FIG. 24 is a response waveform diagram when the present invention is applied to a seek control system of a magnetic disk.

FIG. 25 is a response waveform diagram in the conventional seek control.

FIG. 26 is a response waveform diagram in the conventional seek control.

FIG. 27 is a response waveform diagram in the conventional seek control.

FIG. 28 is a response waveform diagram in the conventional seek control.

FIG. 29 is an explanatory diagram of a relationship between head position and speed in conventional magnetic disk drive seek control.

FIG. 30 is a waveform diagram of acceleration in the conventional seek control of the magnetic disk device.

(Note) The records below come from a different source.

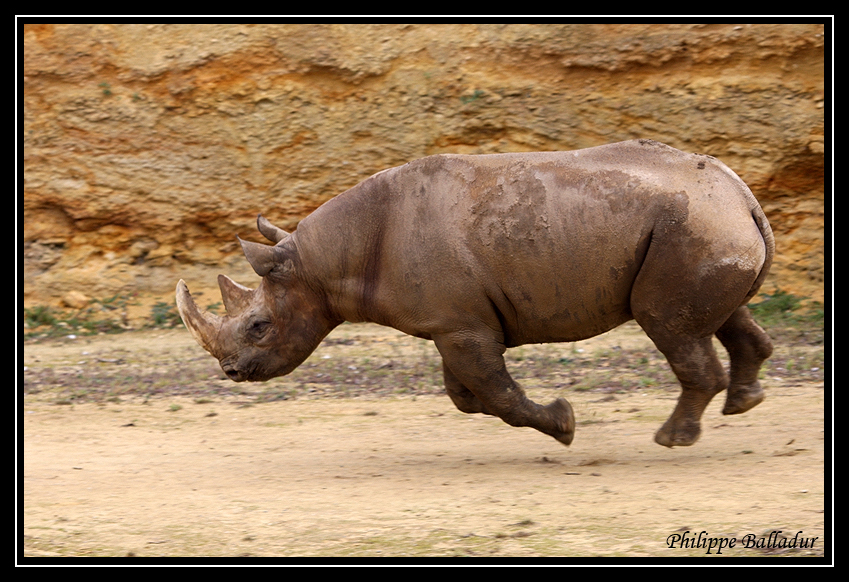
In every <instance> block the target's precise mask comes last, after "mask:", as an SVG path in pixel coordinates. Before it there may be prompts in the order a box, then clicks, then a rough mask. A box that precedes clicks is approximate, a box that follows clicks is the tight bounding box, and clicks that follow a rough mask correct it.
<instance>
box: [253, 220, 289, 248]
mask: <svg viewBox="0 0 849 582" xmlns="http://www.w3.org/2000/svg"><path fill="white" fill-rule="evenodd" d="M256 227H257V230H259V232H260V233H261V234H262V236H264V237H265V238H267V239H268V240H270V241H271V242H273V243H275V244H276V243H279V242H280V241H281V240H283V239H284V238H286V237H287V236H289V233H288V232H286V231H285V230H283V229H282V228H277V227H276V226H274V225H273V224H271V223H270V222H268V220H267V219H266V218H265V217H264V216H263V215H262V214H257V217H256Z"/></svg>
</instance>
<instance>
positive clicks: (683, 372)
mask: <svg viewBox="0 0 849 582" xmlns="http://www.w3.org/2000/svg"><path fill="white" fill-rule="evenodd" d="M652 339H653V340H654V341H655V345H657V347H658V349H659V350H660V351H661V352H663V354H664V355H665V356H666V359H667V361H668V362H669V365H670V366H671V367H672V371H673V372H674V373H675V376H676V377H677V378H678V382H679V383H680V384H681V396H680V397H679V398H678V403H677V404H676V406H675V410H673V411H672V415H671V416H670V417H669V419H668V420H667V421H666V422H665V423H664V424H663V426H661V427H660V430H658V431H657V433H656V434H655V437H654V440H655V442H656V443H658V444H660V445H663V446H665V447H681V446H689V445H692V444H693V443H695V442H696V441H697V440H698V438H699V435H700V434H701V418H702V414H703V413H704V411H705V408H707V405H708V404H709V403H710V401H711V399H712V398H713V397H714V396H715V395H716V394H718V393H719V392H722V391H723V390H725V388H726V387H727V386H728V375H727V374H726V373H725V370H724V369H723V368H722V363H721V362H720V361H719V358H718V357H717V354H716V350H714V348H713V343H712V340H711V338H710V337H706V338H701V339H689V338H681V337H678V338H676V339H675V340H673V341H670V342H668V343H666V342H662V341H660V342H659V341H658V340H657V339H655V338H652Z"/></svg>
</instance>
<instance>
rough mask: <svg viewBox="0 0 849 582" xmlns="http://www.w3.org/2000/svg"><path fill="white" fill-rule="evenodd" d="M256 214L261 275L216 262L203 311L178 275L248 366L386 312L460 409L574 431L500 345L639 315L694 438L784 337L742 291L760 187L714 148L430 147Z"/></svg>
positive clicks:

FIG. 31 is a velocity waveform chart in seek control of a conventional magnetic disk device.

[Explanation of symbols]

1 ... Normalized position calculating means, 2, 4 ... Normalized time detecting means, 3, 5, 8, 10, 12, 14, ... Coefficient multiplying means, 6
... Coefficient adjusting means, 7, 9 ... Target speed generating means, 11, 1
3 ... Acceleration feedforward generating means, 20 ... Position signal demodulation circuit, 21 ... Difference counter, 2
2 ... AD converter, 23 ... Head speed detection means, 24 ... Compensation calculation means, 25 ... DA converter, 30 ... Power amplifier,
31 ... Base, 32 ... Case, 33 ... VCM magnet, 34 ... VCM coil, 35 ... Carriage, 36 ... Servo head, 37 ... Data head, 38 ... Spindle,
39 ... Disk.

Claims (1)

[Claims] 1. A positioning control device comprising: a control target that moves to a target position and positions it; an actuator that moves the control target to the target position; and a structure that mounts the actuator and the control target. , One or more acceleration feedforward signal generating means,
One or more coefficient multiplying means for multiplying the acceleration feedforward signal output by each of the acceleration feedforward signal generating means by a weighting coefficient, an adding means for adding the outputs of the coefficient multiplying means, and one or more velocity targets Value generating means, and one or more coefficient multiplying means for multiplying the speed target value output by each of the speed target value generating means by a weighting coefficient,
An adding means for adding the outputs of the coefficient multiplying means, a weighting coefficient adjusting means for adjusting the weighting coefficient, a speed detecting means for detecting the speed of the controlled object, and a speed target value and a speed detection value obtained by summing the loads. A positioning control device comprising: a control means for inputting and performing an arithmetic operation; and an adding means for adding an output of the control means and an acceleration feedforward signal summed with a load.